Some of the Best Baseball Players of All Time
While we at M^Powered have a special place in our hearts for #7, Mickey Mantle, we do realize that there are other outstanding baseball players in the history of the game. We do understand that our list of the best baseball players may not be exactly the same as your list, but we created this list to start some conversation. We are using a variety of tools to determine our list of players, including statistics, but also personality, style, and longevity. These players are in no particular order, so the first name we list is not “better” than the last player on the list. Here we go…
Mickey Mantle: Our love of “The Mick” comes from his ability to blast home runs out of the park, play through intense pain, and his natural ability as a ball player. His lifetime batting average of .298 is impressive, but his average of 36 home runs (536 over 18 years) is even more impressive.

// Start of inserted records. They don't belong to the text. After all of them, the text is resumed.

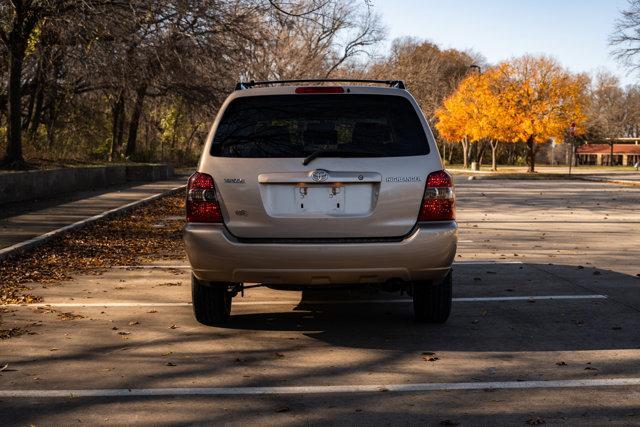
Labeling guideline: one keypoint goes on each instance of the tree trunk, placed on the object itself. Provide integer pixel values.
(13, 157)
(480, 147)
(135, 120)
(611, 162)
(117, 126)
(531, 144)
(494, 148)
(465, 153)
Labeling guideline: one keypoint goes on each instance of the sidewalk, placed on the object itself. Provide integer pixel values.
(18, 229)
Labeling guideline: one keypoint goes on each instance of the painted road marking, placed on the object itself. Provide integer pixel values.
(327, 389)
(296, 302)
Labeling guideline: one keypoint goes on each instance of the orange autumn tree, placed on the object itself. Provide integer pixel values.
(537, 100)
(472, 114)
(460, 113)
(530, 99)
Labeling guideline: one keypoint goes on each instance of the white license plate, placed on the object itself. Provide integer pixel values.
(319, 198)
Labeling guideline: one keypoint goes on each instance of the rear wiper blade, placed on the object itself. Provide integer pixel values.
(319, 153)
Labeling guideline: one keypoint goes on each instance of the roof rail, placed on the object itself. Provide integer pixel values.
(247, 85)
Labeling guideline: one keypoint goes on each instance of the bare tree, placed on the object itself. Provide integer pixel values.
(625, 39)
(313, 38)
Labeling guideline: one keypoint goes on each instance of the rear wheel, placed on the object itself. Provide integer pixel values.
(432, 302)
(211, 301)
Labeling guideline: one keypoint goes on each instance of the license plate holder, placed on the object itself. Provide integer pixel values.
(320, 199)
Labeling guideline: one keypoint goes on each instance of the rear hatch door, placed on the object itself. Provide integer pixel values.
(366, 180)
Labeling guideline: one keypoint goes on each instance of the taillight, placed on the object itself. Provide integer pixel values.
(320, 89)
(202, 204)
(438, 203)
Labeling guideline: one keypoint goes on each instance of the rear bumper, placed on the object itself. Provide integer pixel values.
(216, 255)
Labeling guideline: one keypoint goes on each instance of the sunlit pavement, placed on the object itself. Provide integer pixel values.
(545, 328)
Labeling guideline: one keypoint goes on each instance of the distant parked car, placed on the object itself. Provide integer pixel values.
(317, 186)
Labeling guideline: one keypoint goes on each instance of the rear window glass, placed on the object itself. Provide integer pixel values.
(298, 125)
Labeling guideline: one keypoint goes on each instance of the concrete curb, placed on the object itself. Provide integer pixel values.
(27, 245)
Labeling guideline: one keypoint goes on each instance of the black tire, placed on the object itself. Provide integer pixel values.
(211, 302)
(432, 302)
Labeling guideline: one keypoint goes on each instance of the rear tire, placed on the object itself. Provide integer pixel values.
(432, 302)
(211, 302)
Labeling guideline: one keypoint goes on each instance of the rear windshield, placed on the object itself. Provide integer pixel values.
(298, 125)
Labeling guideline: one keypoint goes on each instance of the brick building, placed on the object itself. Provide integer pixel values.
(625, 153)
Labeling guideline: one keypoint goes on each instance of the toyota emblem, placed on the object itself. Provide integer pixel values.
(320, 175)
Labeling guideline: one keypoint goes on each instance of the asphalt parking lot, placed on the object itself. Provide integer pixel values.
(545, 329)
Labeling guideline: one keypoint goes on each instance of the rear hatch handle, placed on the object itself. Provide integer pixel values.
(312, 177)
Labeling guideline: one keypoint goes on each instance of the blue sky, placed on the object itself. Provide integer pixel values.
(574, 32)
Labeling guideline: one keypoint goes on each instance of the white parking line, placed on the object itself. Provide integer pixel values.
(373, 388)
(296, 302)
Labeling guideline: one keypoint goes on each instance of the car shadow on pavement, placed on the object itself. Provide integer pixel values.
(603, 316)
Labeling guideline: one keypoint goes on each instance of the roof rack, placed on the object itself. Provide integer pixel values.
(247, 85)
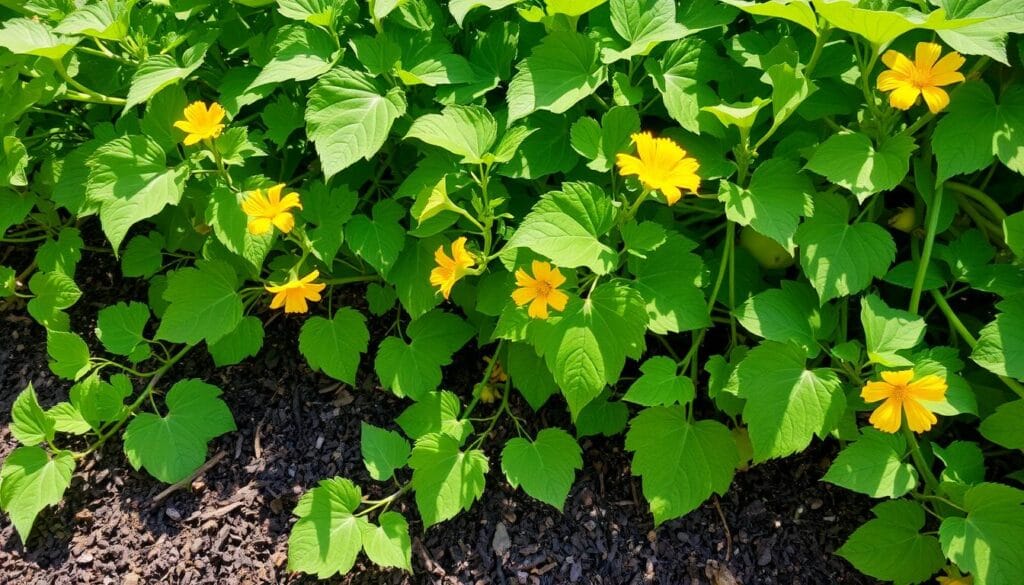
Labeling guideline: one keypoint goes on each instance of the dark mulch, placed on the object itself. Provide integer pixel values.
(296, 427)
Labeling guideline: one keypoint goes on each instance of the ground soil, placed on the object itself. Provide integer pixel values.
(296, 427)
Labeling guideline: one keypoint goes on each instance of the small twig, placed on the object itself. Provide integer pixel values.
(725, 527)
(174, 488)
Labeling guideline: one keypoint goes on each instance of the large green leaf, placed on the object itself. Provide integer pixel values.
(129, 181)
(30, 481)
(566, 226)
(891, 546)
(335, 345)
(876, 464)
(1000, 344)
(348, 117)
(561, 71)
(852, 161)
(773, 203)
(468, 131)
(545, 467)
(976, 129)
(786, 404)
(681, 462)
(327, 538)
(204, 303)
(446, 479)
(173, 446)
(670, 280)
(986, 543)
(840, 258)
(587, 348)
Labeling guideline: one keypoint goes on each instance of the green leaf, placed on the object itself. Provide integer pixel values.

Babe Ruth: No “Best of Baseball” list would ever be complete without the Great Bambino. No other player in the history of the game has as many legends, from the predicted home run at Wrigley Field to the Curse of the Bambino at Fenway. During his 22 years in baseball, his batting average was a powerful .342. His 1921 home run record of 59 stood for decades; some say the record is still valid because players played fewer games with Ruth was in the League. He was in the first class to be elected into the Hall of Fame. His larger-than-life personality accompanied is prowess on the field.
Ty Cobb: This Detroit Tiger may have been an “ornery” player, but he could play. He was around during the Dead Ball Era, so his home run statistics pale in comparison to modern players, but his batting average of .366 puts him in the eighth position in the history of the game. His fielding percentage averaged .961 and he earned many MVP awards. The Tigers do not retire many numbers or build statues to many players, but they have honored Cobb with both (even though he predates jerseys - his name is on the stadium wall without a number). We can only imagine what Cobb would have done with one of our bats!
Willie Mays: The Say Hey Kid spent his years playing for the New York and San Francisco Giants where he hit for a meaty .302 batting average. During his 22 years of playing, he led the league in several areas, like on-base-percentage, home runs, and stolen bases. He was a joy to watch and many say that the All-Star Game was created so the world could watch Mays play.
Miguel Cabrera: If you have never watched “Miggy” play the game, you are in luck, because he is still playing. The iconic Detroit Tiger and Venezuela native as redefined the idea of batting because of his comfort at the plate and his ability to hit the ball - well - everywhere. In 2012, he won the Triple Crown for his top numbers in batting average, RBIs, and home runs. Even with serious injuries that required off-season surgery, Cabrera has been able to come back and deliver impressive numbers. His current batting average after 12 season is .320.
Randy Johnson: No, he’s not Cy Young or Sandy Koufax; but the Big Unit could throw. His ERA was a jaw dropping 3.29 and he earned the Cy Young award five times for his impressive statistics. He frequently led the league in strikeouts per innings pitched and strikeouts in general. His style on the mound was second-to-none and any batter, who saw the famous bird kill, should have feared the man who could throw 102 miles per hour.